Let me also quote typical examples:
Common Steering File Strategies
API Standards (
api-standards.md) - Define REST conventions, error response formats, authentication flows, and versioning strategies. Include endpoint naming patterns, HTTP status code usage, and request/response examples.Testing Approach (
testing-standards.md) - Establish unit test patterns, integration test strategies, mocking approaches, and coverage expectations. Document preferred testing libraries, assertion styles, and test file organization.Code Style (
code-conventions.md) - Specify naming patterns, file organization, import ordering, and architectural decisions. Include examples of preferred code structures, component patterns, and anti-patterns to avoid.Security Guidelines (
security-policies.md) - Document authentication requirements, data validation rules, input sanitization standards, and vulnerability prevention measures. Include secure coding practices specific to your application.Deployment Process (
deployment-workflow.md) - Outline build procedures, environment configurations, deployment steps, and rollback strategies. Include CI/CD pipeline details and environment-specific requirements.
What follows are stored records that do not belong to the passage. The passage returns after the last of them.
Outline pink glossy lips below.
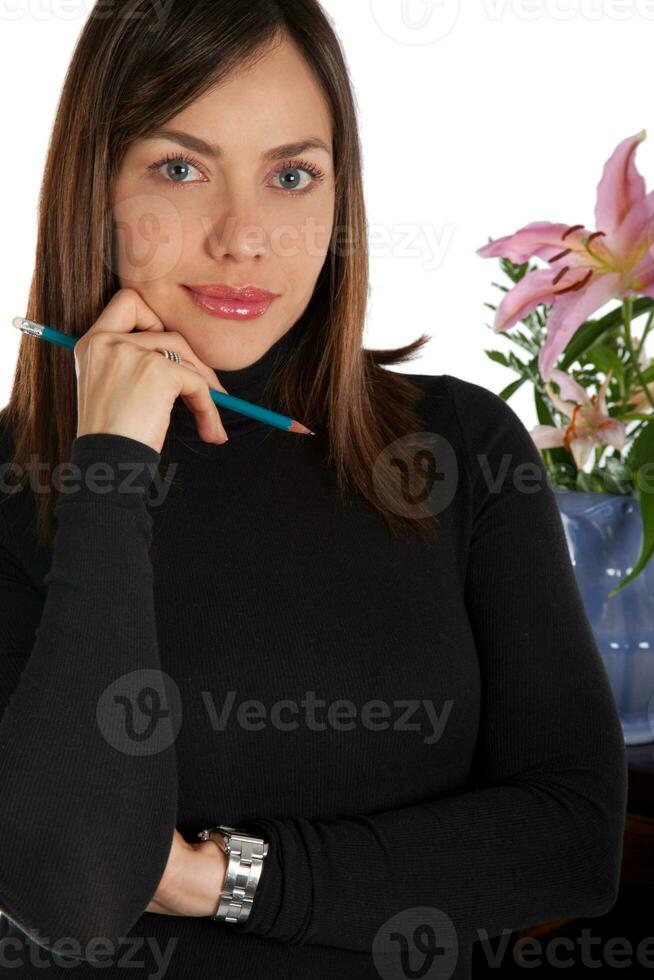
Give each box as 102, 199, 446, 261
183, 283, 279, 320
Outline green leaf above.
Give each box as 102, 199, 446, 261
584, 341, 624, 384
484, 350, 509, 367
557, 296, 654, 371
500, 378, 527, 401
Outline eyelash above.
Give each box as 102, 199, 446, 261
148, 153, 325, 197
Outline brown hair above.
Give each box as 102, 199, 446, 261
1, 0, 439, 548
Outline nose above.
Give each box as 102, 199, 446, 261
203, 201, 269, 261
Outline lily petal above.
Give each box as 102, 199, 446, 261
550, 368, 588, 405
595, 129, 647, 235
611, 191, 654, 256
538, 272, 622, 381
570, 436, 596, 470
597, 419, 627, 449
493, 269, 561, 333
477, 221, 591, 264
529, 425, 564, 449
597, 368, 613, 417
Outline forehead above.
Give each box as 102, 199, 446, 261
158, 41, 332, 156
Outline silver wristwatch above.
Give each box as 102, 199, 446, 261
198, 824, 268, 923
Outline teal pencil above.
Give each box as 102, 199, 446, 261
11, 316, 315, 436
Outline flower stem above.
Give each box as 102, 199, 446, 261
622, 296, 654, 408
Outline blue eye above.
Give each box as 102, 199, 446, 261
148, 153, 203, 185
147, 153, 325, 197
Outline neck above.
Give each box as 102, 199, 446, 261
170, 322, 298, 441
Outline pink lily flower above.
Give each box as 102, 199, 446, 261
529, 368, 627, 469
477, 129, 654, 381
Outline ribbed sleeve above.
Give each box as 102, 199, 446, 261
0, 433, 177, 960
237, 376, 627, 951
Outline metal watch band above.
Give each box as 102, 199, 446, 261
198, 824, 268, 924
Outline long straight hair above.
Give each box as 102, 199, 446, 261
0, 0, 440, 549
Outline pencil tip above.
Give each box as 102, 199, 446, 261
288, 419, 316, 436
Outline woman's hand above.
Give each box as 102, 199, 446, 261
145, 829, 227, 916
73, 289, 227, 452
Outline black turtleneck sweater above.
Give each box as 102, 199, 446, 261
0, 331, 626, 980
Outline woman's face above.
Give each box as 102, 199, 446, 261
112, 41, 334, 370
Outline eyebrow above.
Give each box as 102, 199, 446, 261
143, 129, 331, 161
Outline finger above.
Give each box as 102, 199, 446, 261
111, 330, 229, 395
83, 289, 165, 342
163, 354, 228, 443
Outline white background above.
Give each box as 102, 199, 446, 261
0, 0, 654, 425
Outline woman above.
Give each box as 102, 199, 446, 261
0, 0, 626, 980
Flexibility in Context Scope
What I found good about Kiro’s Steering files is the ability to adjust context scope.
---
inclusion: fileMatch
fileMatchPattern: "components/**/*.tsx"
---
As mentioned earlier, adjusting inclusion eliminates the need to load all Steering files.
Previously, we passed one large persistent context via CLAUDE.md, but now we can take an approach of not passing unnecessary context and not polluting the context window.
From the perspective of context engineering, which has been a hot topic recently, this enables more flexible context passing than before.
Why Agent Steering Isn’t Getting Much Attention
I’ve been saying Kiro’s Agent Steering is great, but looking at Kiro users, it’s not getting that much attention.
I think it’s because Kiro’s coding agent implementation capability and stability are weak.
Since Kiro is currently a Preview version, available AI models are limited to Claude Sonnet 4 or Claude Sonnet 3.7.
Many users feel the implementation capability lacks compared to Claude Opus 4.
Also, since Kiro Preview is free to use, it’s currently congested, and the AI agent often crashes when using Claude Sonnet 4.
Due to this background, many users seem to delegate only design to Kiro and have Claude Code do the implementation.
Personally, I think this trend is unavoidable (I also use it that way now).
I believe when Kiro can stably use high-performance AI models like Claude Code in the future, this Agent Steering mechanism will come alive.
Summary
In this article, I introduced Agent Steering from AWS’s AI editor “Kiro.”
Personally, it gave me good hints about mechanisms for passing context to AI agents.
- AWS’s proposal for essential context
- Ease of management through context splitting
- Flexibility in context scope
I wouldn’t be surprised if Claude Code and others implement Agent Steering like Kiro’s sometime.
Since Kiro can be provided alongside AWS services, I think there’s high potential for growth, so I recommend trying it once.